TOWNSVILLE ORTHODONTIC SPECIALISTS
The first permanent molar teeth, also known as the ‘six-year-old molars’ or ‘sixes’ are often referred to as the ‘keystones’ of the permanent dentition.
These teeth emerge into the mouth behind the last primary or baby molar tooth around the age of six, which gives a child more teeth to chew food with at the back of the mouth.
Unfortunately the first permanent molars have also been shown to be the most decay prone tooth in the mouth! Although decay is often due to poor diet or lack of good cleaning, some children experience significant decay and breakdown of their six-year-old molars due to poor mineral content in the structure of these teeth. This condition is known as ‘molar hypomineralisation’ with the six-year-old molars being the most commonly affected tooth.
‘Hypo’ means ‘beneath’ or ‘below’, therefore hypomineralisation describes a molar with less than normal mineral content. Studies show that approximately one in five Australian children have hypomineralised six-year-old molars. Hypomineralisation can be mild, moderate or severe and the upper and lower six-year-old molars can be affected to varying degrees, even in the same patient! Severely affected molars have a distinct yellow-brown discolouration and are also termed ‘cheese molars’. Such molars have much softer surface structure and therefore can deteriorate quickly and painfully.
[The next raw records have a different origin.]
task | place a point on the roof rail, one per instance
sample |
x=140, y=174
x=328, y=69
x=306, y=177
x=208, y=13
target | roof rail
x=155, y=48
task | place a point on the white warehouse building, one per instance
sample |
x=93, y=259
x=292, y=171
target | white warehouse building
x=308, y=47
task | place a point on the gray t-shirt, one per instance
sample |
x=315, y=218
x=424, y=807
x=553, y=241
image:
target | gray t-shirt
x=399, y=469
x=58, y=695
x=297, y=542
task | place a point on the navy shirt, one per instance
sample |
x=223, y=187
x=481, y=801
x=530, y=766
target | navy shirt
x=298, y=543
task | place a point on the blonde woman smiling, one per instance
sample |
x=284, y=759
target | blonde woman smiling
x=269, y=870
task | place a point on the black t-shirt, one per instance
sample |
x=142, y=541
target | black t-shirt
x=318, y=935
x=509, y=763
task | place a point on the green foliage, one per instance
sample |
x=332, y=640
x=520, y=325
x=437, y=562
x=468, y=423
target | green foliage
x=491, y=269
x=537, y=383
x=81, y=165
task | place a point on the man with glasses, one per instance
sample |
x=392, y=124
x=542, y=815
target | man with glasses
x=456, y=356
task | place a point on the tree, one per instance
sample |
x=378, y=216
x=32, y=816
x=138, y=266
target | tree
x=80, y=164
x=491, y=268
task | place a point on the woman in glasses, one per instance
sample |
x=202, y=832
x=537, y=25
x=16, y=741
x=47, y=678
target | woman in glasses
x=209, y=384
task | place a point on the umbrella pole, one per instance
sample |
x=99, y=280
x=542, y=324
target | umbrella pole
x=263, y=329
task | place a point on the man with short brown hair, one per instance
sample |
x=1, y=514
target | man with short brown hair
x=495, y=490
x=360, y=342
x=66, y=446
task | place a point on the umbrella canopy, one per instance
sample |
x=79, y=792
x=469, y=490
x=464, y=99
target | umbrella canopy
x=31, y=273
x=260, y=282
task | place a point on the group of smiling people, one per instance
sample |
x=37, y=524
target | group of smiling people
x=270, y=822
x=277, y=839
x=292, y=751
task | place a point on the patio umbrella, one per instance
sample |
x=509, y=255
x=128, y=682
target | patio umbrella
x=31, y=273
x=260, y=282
Hypomineralised molars are:
– Sensitive to bite on and can be painful to hot/cold temperatures and everyday toothbrushing
– 14 times more likely to experience decay (compared to normal molars)
– More difficult to restore (e.g. with dental fillings)
What causes Hypomineralisation?
Recent research has shown that the cells which form the hard outer layer of the teeth (i.e. enamel) are very sensitive to changes in body temperature. It appears that children who have had high fevers between birth and three years of age (which is when the six-year-old molars are forming) are much more likely to have soft and poorly functioning enamel structure. Most parents will remember several times when their young baby or toddler was sick and this seems to explain why this condition is so common. Further research is being done in this very interesting area of dentistry.
What can you do?
Your family dentist can easily detect hypomineralised six-year-old molars in children around six years of age. If your child has sensitive back teeth, please see your family dentist for a check-up.
If severe hypomineralisation is found, a referral to a specialist Orthodontist is generally recommended. Fortunately there are many treatment options available to manage hypomineralised teeth. The options will depend upon the severity and may involve monitoring, simple restoration, full coverage restoration or removal.
Your Orthodontist will take into account many factors when recommending the most appropriate solution.
Early diagnosis and appropriate management of molar hypomineralisation reduces dental pain and anxiety and can significantly improve the quality of life of children with this condition. Therefore regular check-ups for children with your family dentist are very important.
A referral to an Orthodontist is recommended if any tooth is significantly compromised.
A specialist Orthodontist has the training, experience and expert knowledge to determine the best short and long-term management strategy for your child’s teeth.